Grouped substances#

TUCAVOC can group substances in a new one. For example you have substances A, B and D, and you want to make a new substance called S.

S is a grouped substance.

Grouped substances are usually used when you have coeluting substances, that come sometimes in one peak and sometimes in different peaks.

Calculation#

TUCAVOC will handle this case by simply adding the amount fraction of the individual substances contained in the group. The uncertainty of the amount fraction calculated for the grouped substance is calculated applying the squared sum of the uncertainty of each substance.

Behaviour for flagging and missing data#

If one or more group members have invalid data (nan values), the group will be flagged as invalid.

If the area of a substance is zero, TUCAVOC assumes that the substance was included in the area of another substance from the group.

Groups selection in TUCAVOC widget#

You can select which group a substance belong to, using the combo box in the substances widget. You can also create a new group using the ‘+’ button at the top of the Group column.

If you want a substance to be present only in a group, but not in the output, you have to untick the include substance column, and add a group for the substance.

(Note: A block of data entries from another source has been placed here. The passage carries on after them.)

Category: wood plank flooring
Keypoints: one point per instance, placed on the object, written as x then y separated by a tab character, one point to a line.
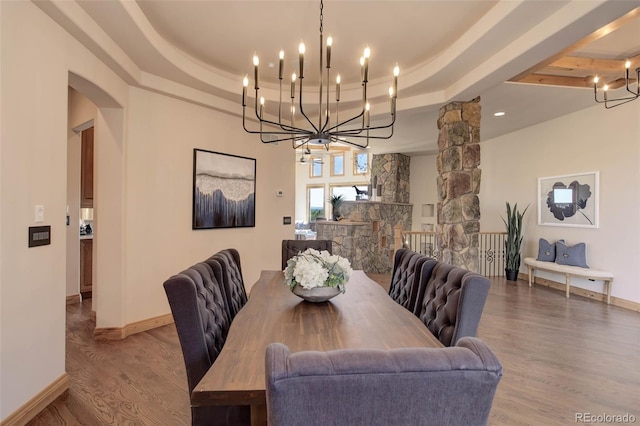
560	357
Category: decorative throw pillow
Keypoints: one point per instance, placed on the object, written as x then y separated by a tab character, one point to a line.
546	251
575	255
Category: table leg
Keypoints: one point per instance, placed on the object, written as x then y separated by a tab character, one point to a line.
258	415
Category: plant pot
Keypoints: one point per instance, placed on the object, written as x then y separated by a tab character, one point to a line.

TUCAVOC will automatically remove that substance from the output, but still include it in the calculation of the grouped amount fraction and in the calculation of the mean CRF (if selected in the use for general crf column).

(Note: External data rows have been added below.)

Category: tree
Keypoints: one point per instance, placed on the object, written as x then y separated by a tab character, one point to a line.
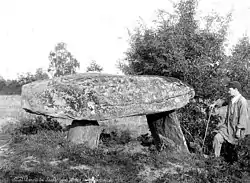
62	61
238	65
94	67
29	77
178	47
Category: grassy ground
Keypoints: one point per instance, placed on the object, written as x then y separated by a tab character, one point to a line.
39	151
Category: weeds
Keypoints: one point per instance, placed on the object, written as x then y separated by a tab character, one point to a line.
40	151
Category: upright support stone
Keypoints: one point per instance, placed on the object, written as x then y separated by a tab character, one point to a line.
88	134
165	129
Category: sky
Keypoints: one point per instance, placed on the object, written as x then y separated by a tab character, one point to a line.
92	29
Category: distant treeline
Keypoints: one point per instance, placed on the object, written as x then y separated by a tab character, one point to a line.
10	87
14	87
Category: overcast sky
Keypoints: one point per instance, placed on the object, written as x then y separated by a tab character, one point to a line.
92	29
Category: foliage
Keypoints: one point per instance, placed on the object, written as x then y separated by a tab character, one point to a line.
13	87
28	77
179	48
49	156
238	67
10	87
94	67
62	61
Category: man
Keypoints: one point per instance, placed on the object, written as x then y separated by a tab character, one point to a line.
236	125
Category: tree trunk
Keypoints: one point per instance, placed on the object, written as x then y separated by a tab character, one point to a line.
166	131
85	132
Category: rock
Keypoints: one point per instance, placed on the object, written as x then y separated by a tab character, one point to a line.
94	101
102	97
136	125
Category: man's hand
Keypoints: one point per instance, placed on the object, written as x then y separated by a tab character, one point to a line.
238	133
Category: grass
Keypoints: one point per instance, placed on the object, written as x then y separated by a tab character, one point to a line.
39	150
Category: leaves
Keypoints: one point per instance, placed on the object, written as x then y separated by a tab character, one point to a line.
94	67
179	48
62	61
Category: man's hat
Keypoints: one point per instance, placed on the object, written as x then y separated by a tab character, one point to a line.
234	84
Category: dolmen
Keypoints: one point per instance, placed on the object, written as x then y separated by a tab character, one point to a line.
87	100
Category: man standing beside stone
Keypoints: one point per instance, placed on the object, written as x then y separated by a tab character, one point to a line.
236	125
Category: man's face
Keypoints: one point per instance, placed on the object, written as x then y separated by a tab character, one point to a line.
232	92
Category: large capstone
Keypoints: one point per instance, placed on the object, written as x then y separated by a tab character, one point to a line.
96	100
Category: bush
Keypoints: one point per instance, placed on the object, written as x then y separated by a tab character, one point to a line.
33	125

Mean carbon response factor calculation#

Substances in the same group will share the same mean_carbon_response_factor value. This means that only substance in the calibration for that group are taken into account in this calculation.

For substances not in any group, the mean_carbon_response_factor is taken to be the mean of all substances in the calibration that do not belong to any group. This is the general mean_carbon_response_factor.

As a suggestion for the general mean_carbon_response_factor, we recommend using all the substances having from 2 to 4 carbon atoms, excluding ethyne.